Passado de isolamento e ausência de amigos alimentam suspeitas de que o assassino de Realengo tenha sofrido bullying. Mãe tinha distúrbios mentais

Por Cecília Ritto Materia seguir SEGUIR Materia seguir SEGUINDO 8 abr 2011, 11h29

“Falávamos sobre jogos de computador. Ele gostava de Counter Strike (jogo de tiros)”, revela Guilherme

Da casa de muro branco, cujas manchas amareladas revelam a marca do tempo, avista-se o campo de futebol da Rua Jequitinhonha, em Realengo. Ao abrir a porta da residência, esse era o cenário que encontrava o olhar de Wellington Menezes de Oliveira, de 24 anos. O chão de terra e a bola nunca atraíram o rapaz. Calado e de poucos amigos, preferia atividades que não demandassem a presença de outra pessoa. Em sua vida, não havia espaço para muita gente. Sentar na calçada e observar o campo de futebol, só quando não havia nenhuma partida e não precisasse interagir com vizinhos.

Às vezes, caminhava um quarteirão para comprar pão na padaria ‘Jequitipão’. Chegava sozinho, pegava a mercadoria e ia embora, quieto e sempre sem reclamar. Para as vendedoras, parecia educado, mas nunca trocou mais do que as palavras necessárias para o seu pedido ser entendido. Era um rapaz tímido, o que, em um bairro do subúrbio onde conversar na porta do vizinho é uma prática cotidiana, fez Wellington logo ser taxado de esquisito. “Ele nunca se divertiu”, afirma Fábio dos Santos, de 27 anos que cresceu e trabalhou com Wellington. “A impressão é de que ele não fazia mal a uma formiga”, acrescentou.
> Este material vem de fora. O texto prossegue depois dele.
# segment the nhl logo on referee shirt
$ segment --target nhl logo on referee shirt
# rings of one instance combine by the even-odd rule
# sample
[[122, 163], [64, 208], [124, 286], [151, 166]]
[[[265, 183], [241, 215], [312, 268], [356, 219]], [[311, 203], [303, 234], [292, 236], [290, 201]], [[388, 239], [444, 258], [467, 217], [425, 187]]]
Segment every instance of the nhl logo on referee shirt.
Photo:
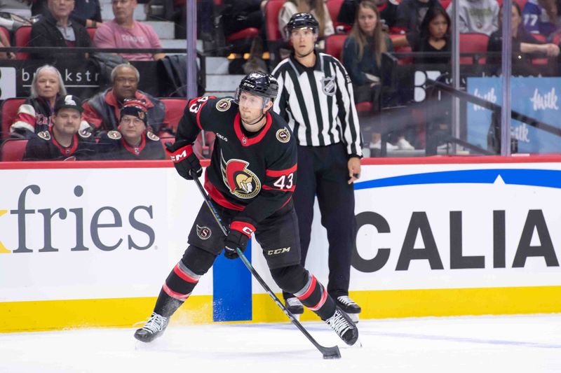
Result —
[[222, 99], [216, 103], [216, 110], [218, 111], [226, 111], [230, 108], [231, 99]]
[[201, 239], [208, 239], [212, 234], [212, 232], [208, 227], [201, 227], [197, 224], [197, 236]]
[[333, 96], [337, 91], [337, 85], [335, 85], [334, 76], [325, 76], [321, 78], [321, 87], [323, 90], [323, 93], [327, 96]]
[[290, 140], [290, 132], [285, 127], [281, 128], [276, 132], [276, 139], [281, 143], [288, 143]]

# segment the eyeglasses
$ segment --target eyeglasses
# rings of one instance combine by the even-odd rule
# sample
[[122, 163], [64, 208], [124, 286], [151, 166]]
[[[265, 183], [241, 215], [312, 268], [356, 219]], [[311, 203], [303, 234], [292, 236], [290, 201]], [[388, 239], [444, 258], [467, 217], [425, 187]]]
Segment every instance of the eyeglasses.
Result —
[[125, 125], [128, 125], [133, 122], [135, 125], [143, 125], [144, 124], [144, 121], [138, 118], [130, 118], [130, 117], [124, 117], [121, 118], [121, 122]]

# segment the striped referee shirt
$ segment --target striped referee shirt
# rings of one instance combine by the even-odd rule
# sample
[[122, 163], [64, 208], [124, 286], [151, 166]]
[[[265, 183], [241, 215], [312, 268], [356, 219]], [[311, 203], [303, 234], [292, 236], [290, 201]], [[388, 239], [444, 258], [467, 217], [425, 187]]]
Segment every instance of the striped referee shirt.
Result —
[[273, 71], [278, 94], [273, 110], [285, 118], [301, 146], [343, 142], [349, 155], [362, 157], [362, 137], [353, 85], [336, 58], [316, 52], [306, 67], [291, 55]]

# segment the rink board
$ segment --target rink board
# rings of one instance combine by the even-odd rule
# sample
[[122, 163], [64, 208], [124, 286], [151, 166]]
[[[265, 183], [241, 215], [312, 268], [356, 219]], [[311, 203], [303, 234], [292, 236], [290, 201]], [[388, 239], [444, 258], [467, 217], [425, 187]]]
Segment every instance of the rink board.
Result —
[[[350, 287], [363, 318], [561, 311], [561, 157], [364, 163]], [[5, 162], [0, 180], [0, 332], [144, 319], [202, 203], [165, 161]], [[316, 210], [306, 267], [325, 283]], [[285, 320], [241, 261], [218, 260], [174, 323]]]

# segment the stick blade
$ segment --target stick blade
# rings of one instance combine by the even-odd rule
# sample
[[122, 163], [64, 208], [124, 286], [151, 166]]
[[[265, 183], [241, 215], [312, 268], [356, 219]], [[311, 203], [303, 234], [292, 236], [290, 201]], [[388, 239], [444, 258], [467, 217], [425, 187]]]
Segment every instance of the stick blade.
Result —
[[339, 347], [334, 346], [333, 347], [323, 347], [321, 349], [323, 353], [324, 359], [340, 359], [341, 353], [339, 351]]

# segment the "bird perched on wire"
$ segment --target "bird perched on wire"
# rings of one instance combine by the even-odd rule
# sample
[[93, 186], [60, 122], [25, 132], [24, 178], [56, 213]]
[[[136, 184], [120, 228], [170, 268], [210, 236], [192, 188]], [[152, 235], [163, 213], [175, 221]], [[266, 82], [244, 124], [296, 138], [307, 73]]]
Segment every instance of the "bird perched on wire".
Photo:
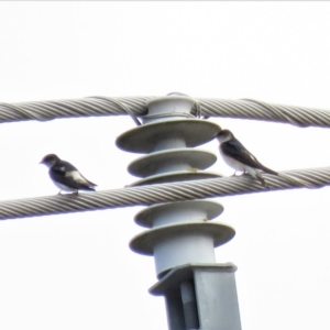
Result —
[[219, 151], [223, 161], [231, 166], [233, 169], [249, 173], [261, 184], [266, 187], [266, 182], [263, 178], [261, 170], [268, 174], [278, 175], [277, 172], [261, 164], [254, 155], [252, 155], [244, 145], [233, 135], [229, 130], [220, 131], [216, 135], [220, 142]]
[[256, 157], [253, 154], [251, 154], [238, 139], [235, 139], [235, 136], [231, 131], [229, 130], [220, 131], [216, 135], [216, 139], [220, 142], [219, 145], [220, 155], [229, 166], [235, 169], [235, 173], [237, 170], [243, 172], [243, 174], [249, 173], [251, 176], [258, 179], [264, 187], [267, 187], [267, 184], [263, 178], [261, 170], [272, 175], [277, 175], [290, 182], [295, 186], [298, 185], [298, 186], [309, 187], [309, 184], [306, 183], [305, 180], [298, 179], [296, 177], [292, 177], [288, 174], [277, 173], [261, 164], [256, 160]]
[[44, 164], [50, 168], [50, 177], [55, 186], [61, 189], [58, 195], [62, 195], [62, 190], [77, 195], [78, 190], [95, 191], [96, 184], [86, 179], [74, 165], [59, 160], [55, 154], [44, 156], [40, 164]]

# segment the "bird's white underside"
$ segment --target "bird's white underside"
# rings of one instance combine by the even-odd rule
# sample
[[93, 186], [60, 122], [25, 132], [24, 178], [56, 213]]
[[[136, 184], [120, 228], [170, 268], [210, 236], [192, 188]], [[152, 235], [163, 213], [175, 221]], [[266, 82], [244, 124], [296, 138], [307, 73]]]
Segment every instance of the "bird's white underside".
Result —
[[[79, 184], [82, 184], [82, 185], [85, 184], [87, 186], [89, 185], [78, 170], [67, 172], [65, 176], [67, 178], [73, 178], [76, 183], [79, 183]], [[77, 191], [77, 189], [70, 188], [70, 187], [65, 186], [63, 184], [59, 184], [59, 183], [57, 183], [55, 180], [53, 180], [53, 183], [61, 190], [64, 190], [64, 191]]]
[[220, 155], [223, 158], [224, 163], [227, 165], [229, 165], [231, 168], [233, 168], [234, 170], [248, 172], [250, 175], [256, 177], [256, 170], [257, 169], [255, 169], [253, 167], [250, 167], [248, 165], [244, 165], [241, 162], [224, 155], [221, 147], [219, 147], [219, 151], [220, 151]]
[[77, 183], [88, 185], [88, 183], [86, 182], [84, 176], [78, 170], [67, 172], [65, 176], [69, 177], [69, 178], [73, 178]]

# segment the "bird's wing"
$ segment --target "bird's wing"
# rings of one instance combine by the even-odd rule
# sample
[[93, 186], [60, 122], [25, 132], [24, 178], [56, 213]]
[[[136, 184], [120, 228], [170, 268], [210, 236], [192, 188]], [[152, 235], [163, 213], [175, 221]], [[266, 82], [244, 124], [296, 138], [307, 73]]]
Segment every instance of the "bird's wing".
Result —
[[261, 164], [254, 155], [249, 152], [245, 146], [237, 139], [232, 139], [221, 144], [221, 150], [224, 155], [239, 161], [240, 163], [253, 168], [262, 169], [266, 173], [278, 175], [277, 172]]
[[262, 166], [262, 164], [256, 160], [256, 157], [252, 155], [237, 139], [232, 139], [228, 142], [222, 143], [221, 150], [224, 155], [232, 157], [244, 165], [254, 168], [260, 168], [260, 166]]
[[74, 189], [96, 187], [96, 185], [87, 180], [78, 169], [68, 162], [61, 162], [55, 164], [50, 169], [50, 176], [52, 179], [68, 186]]

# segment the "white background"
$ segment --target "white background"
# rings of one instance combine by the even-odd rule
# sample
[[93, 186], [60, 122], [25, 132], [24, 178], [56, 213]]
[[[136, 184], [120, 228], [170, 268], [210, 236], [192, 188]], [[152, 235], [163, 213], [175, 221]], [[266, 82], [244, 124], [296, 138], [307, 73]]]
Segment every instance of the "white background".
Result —
[[[330, 110], [328, 2], [1, 2], [0, 101], [88, 96], [240, 99]], [[327, 129], [210, 119], [266, 166], [330, 165]], [[118, 150], [128, 117], [3, 123], [0, 198], [57, 194], [48, 153], [98, 189], [136, 178]], [[202, 146], [217, 153], [217, 142]], [[223, 175], [223, 162], [210, 168]], [[329, 188], [218, 198], [237, 230], [216, 250], [238, 265], [245, 330], [330, 328]], [[141, 207], [0, 222], [0, 329], [167, 329], [152, 257], [129, 241]]]

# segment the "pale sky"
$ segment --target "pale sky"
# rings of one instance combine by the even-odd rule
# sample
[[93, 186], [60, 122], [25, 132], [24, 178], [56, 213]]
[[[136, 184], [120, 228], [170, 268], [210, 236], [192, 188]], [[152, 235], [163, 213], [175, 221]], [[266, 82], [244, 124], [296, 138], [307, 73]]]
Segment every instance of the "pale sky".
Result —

A infância de Wellington aconteceu quase inteira dentro de casa. A vizinha de muro Deise dos Santos, de 59 anos, consegue ver a casa onde Wellington passou a infância e a adolescência. “Ele brincava no quintal, sozinho”, conta. Mais velho, ele descobriu a internet e, a partir daí, formou-se de vez o seu casulo. Na Rua Jequitinhonha, Guilherme Boniole, de 28 anos, foi o único que disse que conversava com Wellington, principalmente quando os dois eram testemunhas de Jeová. “Falávamos sobre jogos de computador. Ele gostava de Counter Strike (jogo de tiros)”, revela Guilherme.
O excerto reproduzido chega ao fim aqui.